Elle ne me faisait pas l'impression d'une dépressive ou d'une femme au bord du gouffre. Et encore moins d'une folle furieuse comme je m'y serais attendue après la façon dont elle avait frappé à ma porte en hurlant comme une démente.
Elle était de taille moyenne, vêtue d'un jean ample et d'un épais long manteau. Elle me paraissait frêle, inoffensive. Son visage était jeune, à peine marqué par les années. Je lui donnais à peine trente-cinq ans. Son chignon de cheveux acajou et ses grands yeux bleus de poupée ne faisaient qu'ajouter à l'apparence d'une femme banale. Elle me faisait même penser à un agent immobilier.

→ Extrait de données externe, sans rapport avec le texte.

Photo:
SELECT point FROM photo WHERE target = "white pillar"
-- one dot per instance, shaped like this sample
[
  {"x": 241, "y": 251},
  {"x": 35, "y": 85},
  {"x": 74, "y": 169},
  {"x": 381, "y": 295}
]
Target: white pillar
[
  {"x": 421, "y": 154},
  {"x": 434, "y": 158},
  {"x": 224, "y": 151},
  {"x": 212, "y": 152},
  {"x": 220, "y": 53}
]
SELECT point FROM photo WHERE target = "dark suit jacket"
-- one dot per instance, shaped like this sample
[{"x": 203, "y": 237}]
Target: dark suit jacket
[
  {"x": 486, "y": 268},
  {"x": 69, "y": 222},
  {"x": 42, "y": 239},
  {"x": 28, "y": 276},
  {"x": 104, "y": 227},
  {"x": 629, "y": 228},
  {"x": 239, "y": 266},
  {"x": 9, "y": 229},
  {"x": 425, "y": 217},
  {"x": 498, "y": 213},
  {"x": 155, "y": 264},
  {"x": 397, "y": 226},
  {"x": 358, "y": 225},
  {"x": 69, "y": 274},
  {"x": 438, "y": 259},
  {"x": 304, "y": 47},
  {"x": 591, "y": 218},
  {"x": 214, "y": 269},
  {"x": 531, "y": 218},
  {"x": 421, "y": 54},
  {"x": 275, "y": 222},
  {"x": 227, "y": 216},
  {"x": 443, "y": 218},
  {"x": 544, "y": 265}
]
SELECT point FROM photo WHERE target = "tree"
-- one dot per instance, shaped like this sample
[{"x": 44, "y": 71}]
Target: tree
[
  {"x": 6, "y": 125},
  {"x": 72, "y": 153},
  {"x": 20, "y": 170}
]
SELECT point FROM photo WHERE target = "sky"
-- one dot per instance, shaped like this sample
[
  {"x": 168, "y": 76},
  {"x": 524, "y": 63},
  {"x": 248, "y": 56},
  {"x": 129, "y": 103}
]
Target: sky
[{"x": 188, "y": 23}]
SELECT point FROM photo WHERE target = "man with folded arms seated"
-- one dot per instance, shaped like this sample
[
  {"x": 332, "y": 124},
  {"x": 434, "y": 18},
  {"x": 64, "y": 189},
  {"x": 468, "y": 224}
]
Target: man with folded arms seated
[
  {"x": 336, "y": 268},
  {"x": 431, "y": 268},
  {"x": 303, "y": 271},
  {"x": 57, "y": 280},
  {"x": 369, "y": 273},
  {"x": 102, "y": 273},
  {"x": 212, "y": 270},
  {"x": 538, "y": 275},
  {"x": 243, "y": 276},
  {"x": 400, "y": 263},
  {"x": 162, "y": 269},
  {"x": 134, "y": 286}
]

- S'il vous plaît. Il faut que je vous parle. C'est vraiment très important. Je vous en prie.
- Vous savez l'heure qu'il est ? éludai-je.
- Je suis désolée mais vous n'étiez pas là de la journée.
Elle avait guetté mes allers et venues !
- Je sais que ça peut paraître bizarre mais c'est important.
- Écoutez, je suis fatiguée et je n'ai pas le temps pour ça...
- Juste cinq minutes. Après, je vous laisse tranquille.
J'hésitai. J'étais épuisée et je voulais juste aller m'allonger dans mon lit. Toutefois, je sentais qu'elle ne me laisserait jamais tranquille si je ne la laissais pas me parler.
Toutefois, les cachets faisaient leur effet et je ne saurais jamais tenir une conversation et encore moins me défendre si elle devenait folle.
- Demain. Repassez demain. Dans l'après-midi.
Ce fut tout ce que je pus articuler. Elle haussa un sourcil mais ne releva pas ma voix pâteuse.
- D'accord. Je viendrai en fin d'après-midi.
Je marmonnai un vague au revoir avant de refermer la porte et d'aller rejoindre mon lit pour comater pendant une bonne dizaine d'heures.
Lorsque je me réveillai, j'avais la bouche sèche et ma seule pensée fut pour la bouteille d'eau que j'avais toujours au pied de mon lit. J'en descendis une bonne partie avant de repousser mes couvertures et de me traîner jusqu'à la douche. J'étais poisseuse de sueur et j'avais toujours soif.
Je détestais prendre ces maudits cachets.
Je me préparai un brunch rapide et simple mais délicieux. Le ventre enfin plein, je me sentis bien plus réveillée et alerte. Mon dimanche avait déjà bien passé et je me souvins que cette Jenna Ashton devait passer en fin d'après-midi. Mon estomac se noua à cette idée. Je regrettais vraiment que les cachets m'aient fait lui donner ce rendez-vous.
Tous mes plans tombaient à l'eau, quelque part. Je doutais d'avoir le temps de m'occuper de la cave, comme je l'avais prévu. Je pouvais toujours commencer. Je ne pouvais pas laisser cette pièce dans un tel état de délabrement alors qu'elle pouvait être utile.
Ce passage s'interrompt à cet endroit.